Je suis OK avec cette conviction "que n'importe qui peut contribuer au changement social en améliorant ses rapports avec autrui dans la vie quotidenne". Aujourd'hui, je suis convaincu que l'avenir - si on en veut vraiment un - est dans le "small is beautiful" (cf le micro-crédit).

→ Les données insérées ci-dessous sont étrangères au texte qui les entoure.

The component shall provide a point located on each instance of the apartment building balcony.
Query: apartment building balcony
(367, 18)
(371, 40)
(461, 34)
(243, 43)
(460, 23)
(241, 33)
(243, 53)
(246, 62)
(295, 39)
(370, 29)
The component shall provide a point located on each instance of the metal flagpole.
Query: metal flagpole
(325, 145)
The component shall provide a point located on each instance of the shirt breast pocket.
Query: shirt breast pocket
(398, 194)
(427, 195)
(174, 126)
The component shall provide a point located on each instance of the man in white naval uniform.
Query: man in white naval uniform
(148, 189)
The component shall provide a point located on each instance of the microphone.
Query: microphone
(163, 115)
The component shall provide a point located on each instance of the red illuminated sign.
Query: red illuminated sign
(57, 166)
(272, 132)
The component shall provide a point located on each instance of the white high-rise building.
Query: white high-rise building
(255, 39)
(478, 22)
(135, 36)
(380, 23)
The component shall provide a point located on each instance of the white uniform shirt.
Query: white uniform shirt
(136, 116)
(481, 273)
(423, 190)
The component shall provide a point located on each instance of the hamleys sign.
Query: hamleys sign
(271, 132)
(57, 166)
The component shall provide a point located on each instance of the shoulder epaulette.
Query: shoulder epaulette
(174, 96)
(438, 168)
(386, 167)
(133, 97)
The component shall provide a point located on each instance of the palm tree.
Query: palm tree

Il n'est de constater la faillite des "systèmes industriels" comme ceux de l'automobile qui ont été incapables d'anticiper l'évolution de cet "outil de la modernité" qu'est la voiture. il n'y a pas longtemps encore (1 an ?) j'observais un ingénieur de Renault arcbouté sur la certitude que la voiture hybride n'était qu'un dispositif marketing, et n'avait aucune réalité économique ! IBM s'est cassé la gueule sur le coeur de son métier (la fabrication d'oridnateur) car ils n'ont pas cru à l'interface révolutionnaire du Mac et que, dans une position dominante, ils n'ont pas daigné regarder un petit avec un nom curieux "Apple". Nos élites adoptent souvent cette posture ; c'est dommage, il y a mieux à faire que de protéger ses prébandes dans des certitudes. Jean-Marie DUTHILLEUL, polytechnicien et architecte, patron du bureau d'études AREP auquel on doit le renouveau de l'architecture des grandes gares, disait dans un récent colloque de l'Ecole de Chaillot : "Les interventions des architectes et des ingénieurs doivent être intégrées - et non juxtaposées - dans une même démarche de conception, dans une même vision. Ce qui pose un problème de culture du doute. On commence enfin à avoir des ingénieurs qui doutent, donc qui écoutent les questions que leur pose l'époque". Plusieurs questions m'intéressent de + en + : le rapport entre les cultures, celle de l'ingénieur et celle de l'artiste (en particulier l'architecte), la question du temps tout simplement, et cette question de l'action par "rayonnement intime" (la relation entre individus par le dialogue).